There is a quite good book on the subject of index design: Relational Database Index Design and the Optimizers by Lahdenmäki and Leach (it is also fairly expensive).


In the latest comment, Frank says:

[L]ooking for a couple of things. As its already been said, the simplest thing to do is to allow Informix to start returning rows once it has them. (Oracle does this by default.) The larger picture to what Frank is asking for is something similar to what Google has. Ok it really goes back to Alta Vista and the 90's when talking about search indexes on the web. The idea is that you can do a quick search, pick up the first n things while reporting a "number" of rows returned in the search. (As if the number reported by Google is accurate.)

This additional comment from Frank makes more sense in the context of the question for which this is a continuation.

Obviously, unless the SQL statement forces Informix to do a sort, it makes results available as soon as it has them; it always has.
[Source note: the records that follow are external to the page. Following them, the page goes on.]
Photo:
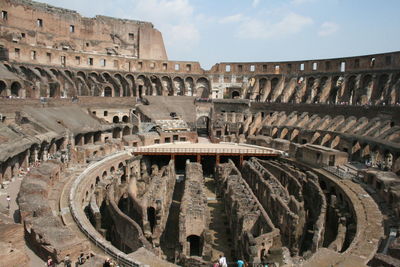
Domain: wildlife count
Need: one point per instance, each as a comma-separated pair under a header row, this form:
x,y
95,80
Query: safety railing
x,y
243,151
84,224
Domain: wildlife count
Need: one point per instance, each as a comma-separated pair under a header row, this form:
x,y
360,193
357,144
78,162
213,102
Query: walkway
x,y
219,226
13,189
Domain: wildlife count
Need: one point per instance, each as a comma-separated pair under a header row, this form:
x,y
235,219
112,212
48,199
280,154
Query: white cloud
x,y
231,19
328,28
290,24
174,18
255,3
300,2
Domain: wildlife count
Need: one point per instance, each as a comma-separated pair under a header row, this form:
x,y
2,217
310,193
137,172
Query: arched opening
x,y
235,94
194,245
151,217
117,133
202,126
107,92
126,131
274,83
15,87
125,119
202,88
179,86
3,87
135,129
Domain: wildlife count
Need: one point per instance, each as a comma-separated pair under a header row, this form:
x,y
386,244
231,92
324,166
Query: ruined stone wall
x,y
252,230
286,212
194,217
374,140
158,196
65,30
45,232
354,80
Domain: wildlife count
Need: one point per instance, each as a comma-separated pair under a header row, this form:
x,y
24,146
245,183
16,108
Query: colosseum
x,y
111,152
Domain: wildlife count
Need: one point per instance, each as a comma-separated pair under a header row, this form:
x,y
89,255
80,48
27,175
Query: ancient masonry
x,y
102,151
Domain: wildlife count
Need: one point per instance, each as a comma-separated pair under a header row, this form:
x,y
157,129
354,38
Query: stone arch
x,y
156,86
274,132
284,133
189,84
142,85
274,84
320,88
125,85
131,81
167,86
350,92
316,138
108,92
81,74
379,90
235,94
202,88
107,76
54,89
262,84
15,89
179,86
366,89
309,89
126,131
3,88
117,133
69,74
334,92
125,119
135,129
295,135
335,141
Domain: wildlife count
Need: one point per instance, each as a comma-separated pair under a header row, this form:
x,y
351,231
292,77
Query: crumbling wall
x,y
194,217
252,230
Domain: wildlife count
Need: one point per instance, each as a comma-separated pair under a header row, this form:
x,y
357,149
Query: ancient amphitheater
x,y
109,149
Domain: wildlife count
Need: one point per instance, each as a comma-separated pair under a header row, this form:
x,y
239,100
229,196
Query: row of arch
x,y
360,149
10,88
52,82
374,88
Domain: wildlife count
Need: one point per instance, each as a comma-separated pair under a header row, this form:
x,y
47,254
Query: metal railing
x,y
87,228
187,150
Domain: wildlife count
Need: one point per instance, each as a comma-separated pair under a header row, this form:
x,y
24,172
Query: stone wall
x,y
252,230
194,217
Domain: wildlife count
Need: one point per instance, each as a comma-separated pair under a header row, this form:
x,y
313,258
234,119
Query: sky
x,y
212,31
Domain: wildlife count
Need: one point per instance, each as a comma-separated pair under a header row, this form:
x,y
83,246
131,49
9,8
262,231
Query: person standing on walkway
x,y
240,263
222,261
8,201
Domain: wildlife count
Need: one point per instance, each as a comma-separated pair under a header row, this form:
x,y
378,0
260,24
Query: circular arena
x,y
107,155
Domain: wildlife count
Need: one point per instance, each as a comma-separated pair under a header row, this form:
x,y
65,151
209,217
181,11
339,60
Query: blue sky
x,y
212,31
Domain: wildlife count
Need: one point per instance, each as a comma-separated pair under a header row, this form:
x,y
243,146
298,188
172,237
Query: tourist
x,y
81,260
222,261
8,201
67,261
50,262
107,263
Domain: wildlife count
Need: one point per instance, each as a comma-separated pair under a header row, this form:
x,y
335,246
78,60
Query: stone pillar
x,y
45,152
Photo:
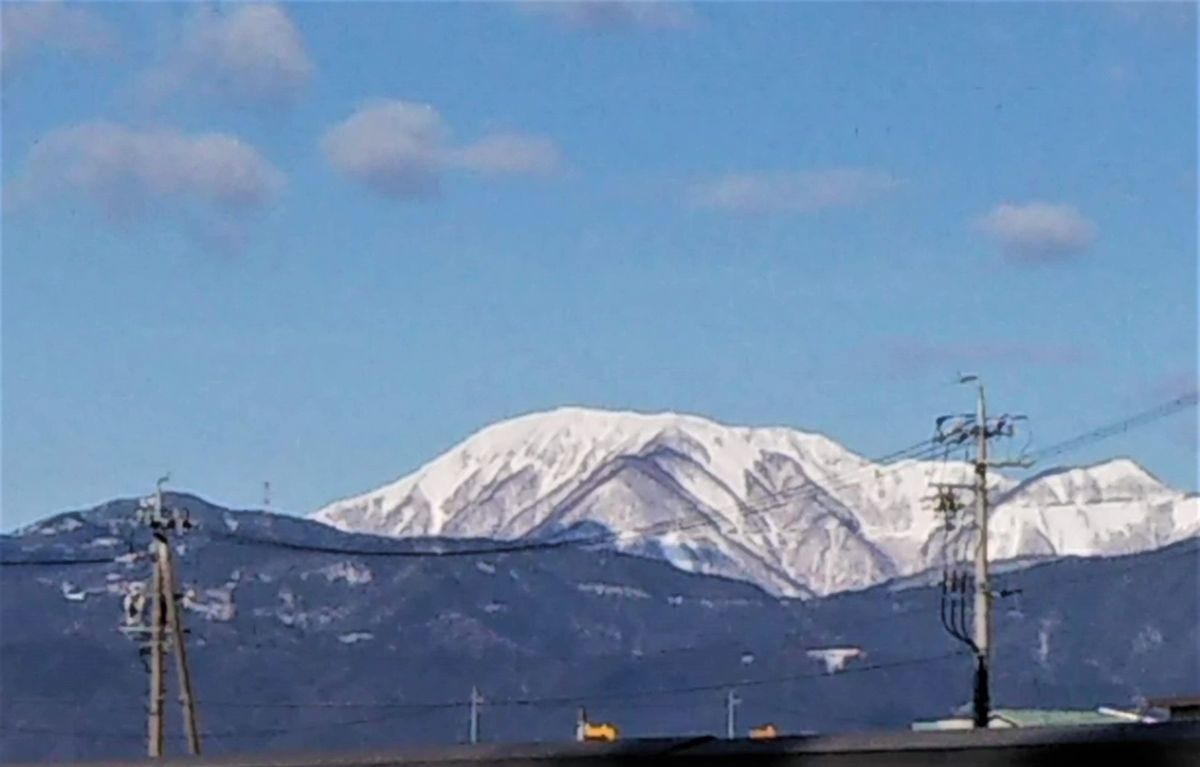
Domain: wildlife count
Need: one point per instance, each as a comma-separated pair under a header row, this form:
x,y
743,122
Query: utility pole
x,y
157,683
177,629
166,615
983,589
731,703
475,700
982,430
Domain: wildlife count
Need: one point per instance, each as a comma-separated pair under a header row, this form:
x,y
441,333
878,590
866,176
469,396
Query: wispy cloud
x,y
29,27
791,192
402,149
1037,232
912,355
250,55
211,181
615,15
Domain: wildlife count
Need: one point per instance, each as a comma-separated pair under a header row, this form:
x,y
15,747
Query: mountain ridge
x,y
792,510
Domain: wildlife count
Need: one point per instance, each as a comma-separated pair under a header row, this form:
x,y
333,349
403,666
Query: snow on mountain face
x,y
793,511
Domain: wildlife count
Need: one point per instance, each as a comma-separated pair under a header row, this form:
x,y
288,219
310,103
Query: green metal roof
x,y
1053,718
1027,718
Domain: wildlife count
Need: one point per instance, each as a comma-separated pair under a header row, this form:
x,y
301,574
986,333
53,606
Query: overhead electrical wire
x,y
919,450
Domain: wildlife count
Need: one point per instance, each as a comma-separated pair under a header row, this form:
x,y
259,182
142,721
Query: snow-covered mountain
x,y
793,511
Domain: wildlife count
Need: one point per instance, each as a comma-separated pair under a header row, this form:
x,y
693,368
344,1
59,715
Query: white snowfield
x,y
793,511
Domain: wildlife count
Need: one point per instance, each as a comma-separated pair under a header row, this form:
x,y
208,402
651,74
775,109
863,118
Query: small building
x,y
1005,718
1180,708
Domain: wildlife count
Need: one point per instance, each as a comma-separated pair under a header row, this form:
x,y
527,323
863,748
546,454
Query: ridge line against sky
x,y
317,245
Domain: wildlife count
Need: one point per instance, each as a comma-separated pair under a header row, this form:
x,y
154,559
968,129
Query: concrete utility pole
x,y
963,430
983,589
475,700
731,705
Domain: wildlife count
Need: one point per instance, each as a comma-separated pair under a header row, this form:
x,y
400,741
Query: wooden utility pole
x,y
731,705
157,683
167,615
475,700
175,622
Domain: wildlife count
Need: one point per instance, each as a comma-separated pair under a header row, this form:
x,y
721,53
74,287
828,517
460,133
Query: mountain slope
x,y
294,649
793,511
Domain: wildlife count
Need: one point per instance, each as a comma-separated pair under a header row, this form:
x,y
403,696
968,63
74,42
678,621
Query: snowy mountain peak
x,y
791,510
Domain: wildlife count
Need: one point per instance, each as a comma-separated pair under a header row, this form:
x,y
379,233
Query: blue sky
x,y
317,244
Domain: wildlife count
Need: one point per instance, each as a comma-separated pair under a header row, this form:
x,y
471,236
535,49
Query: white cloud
x,y
27,27
253,54
402,149
796,192
214,180
1038,232
509,153
616,15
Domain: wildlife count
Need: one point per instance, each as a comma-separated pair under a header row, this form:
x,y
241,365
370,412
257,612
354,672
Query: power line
x,y
525,701
1126,424
923,449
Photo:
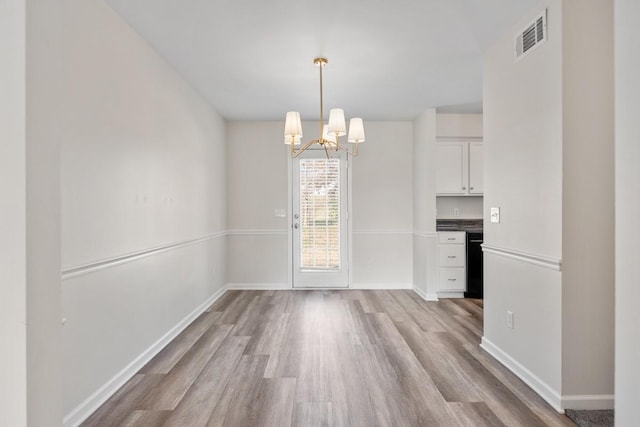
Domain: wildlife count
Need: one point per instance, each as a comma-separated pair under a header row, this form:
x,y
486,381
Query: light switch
x,y
495,215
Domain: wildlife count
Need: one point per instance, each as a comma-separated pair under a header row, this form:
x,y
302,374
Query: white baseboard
x,y
380,286
425,296
258,286
588,402
93,402
543,389
284,286
450,294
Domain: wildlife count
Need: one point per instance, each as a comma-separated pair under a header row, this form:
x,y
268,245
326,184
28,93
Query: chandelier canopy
x,y
329,132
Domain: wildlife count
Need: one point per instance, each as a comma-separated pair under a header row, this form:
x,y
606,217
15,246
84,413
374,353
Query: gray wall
x,y
548,156
382,211
13,310
627,52
143,202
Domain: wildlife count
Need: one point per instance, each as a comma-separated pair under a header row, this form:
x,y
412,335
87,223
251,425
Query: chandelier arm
x,y
296,153
321,66
353,153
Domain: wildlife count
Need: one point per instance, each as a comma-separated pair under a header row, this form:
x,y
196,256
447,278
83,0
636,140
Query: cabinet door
x,y
451,169
475,168
452,279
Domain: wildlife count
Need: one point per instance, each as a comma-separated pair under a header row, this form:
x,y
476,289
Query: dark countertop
x,y
473,225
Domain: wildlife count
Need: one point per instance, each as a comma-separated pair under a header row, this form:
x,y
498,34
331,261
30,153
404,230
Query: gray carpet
x,y
591,418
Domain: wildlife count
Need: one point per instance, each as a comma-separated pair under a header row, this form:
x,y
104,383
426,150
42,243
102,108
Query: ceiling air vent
x,y
532,36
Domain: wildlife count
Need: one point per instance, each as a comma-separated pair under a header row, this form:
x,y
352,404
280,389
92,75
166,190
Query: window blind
x,y
320,214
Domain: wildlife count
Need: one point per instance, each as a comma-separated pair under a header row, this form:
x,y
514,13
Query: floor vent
x,y
534,35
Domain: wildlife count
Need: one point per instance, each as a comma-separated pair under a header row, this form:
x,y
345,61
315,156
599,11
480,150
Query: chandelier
x,y
329,133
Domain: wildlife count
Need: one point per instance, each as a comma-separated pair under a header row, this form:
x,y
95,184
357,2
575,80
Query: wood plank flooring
x,y
328,358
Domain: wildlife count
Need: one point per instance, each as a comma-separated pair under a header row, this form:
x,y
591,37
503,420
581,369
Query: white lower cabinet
x,y
452,264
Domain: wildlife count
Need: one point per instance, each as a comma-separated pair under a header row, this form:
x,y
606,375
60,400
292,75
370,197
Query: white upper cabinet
x,y
459,169
475,168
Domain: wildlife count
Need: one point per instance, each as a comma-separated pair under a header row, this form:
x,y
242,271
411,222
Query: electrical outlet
x,y
495,215
509,319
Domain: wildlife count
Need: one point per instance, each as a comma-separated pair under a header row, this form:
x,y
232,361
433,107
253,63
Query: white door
x,y
320,220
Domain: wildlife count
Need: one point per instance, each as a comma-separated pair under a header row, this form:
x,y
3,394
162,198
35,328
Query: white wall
x,y
382,207
459,125
523,176
547,149
13,333
257,186
425,270
45,97
143,200
588,172
627,52
382,204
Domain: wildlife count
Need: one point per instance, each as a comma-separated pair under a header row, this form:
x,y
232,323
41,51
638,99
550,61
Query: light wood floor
x,y
328,358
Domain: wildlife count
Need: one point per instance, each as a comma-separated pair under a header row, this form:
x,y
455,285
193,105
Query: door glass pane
x,y
320,214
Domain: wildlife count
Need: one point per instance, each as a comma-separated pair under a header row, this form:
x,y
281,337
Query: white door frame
x,y
349,234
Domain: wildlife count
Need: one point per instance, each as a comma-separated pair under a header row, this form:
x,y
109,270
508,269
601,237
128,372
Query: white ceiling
x,y
388,59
The FIRST_ROWS optimization hint indicates to IDS that if it has a choice of two query plans and one will let it produce the first rows more quickly than the other, then it should prefer the one that produces the first rows quickly, even if it is more expensive overall than the alternative. Even in the absence of the hint, IDS still tries to make the data available as quickly as possible - it just also tries to do it as efficiently as possible too.

When the query is prepared, you get an estimate of how many rows may be returned - you could use that as an indicator (a few, quite a lot, very many). Separately, you can quickly and independently discover the number of rows in the main table you are searching. Given this metadata, you can certainly use a technique with a scroll cursor to give you a backing store in the database that contains the primary key values of the rows you are interested in. At any time, you can load an array with the display data for a set of interesting rows for display to the user. On user request, you can arrange to display another page full of information. At some point in the proceedings, you will find that you've reached the end of the data in the scroll cursor. Clearly, if you do FETCH LAST, you force that to happen. If you just do a few more FETCH NEXTs, then you will eventually get a NOTFOUND condition.

All of this has been possible with Informix (IDS and its prior incarnations, OnLine, Turbo, SE, plus I4GL) since the late 80s. The FIRST_ROWS optimization is more recent; it is still just a hint to the optimizer, and usually makes little difference to what the optimizer does.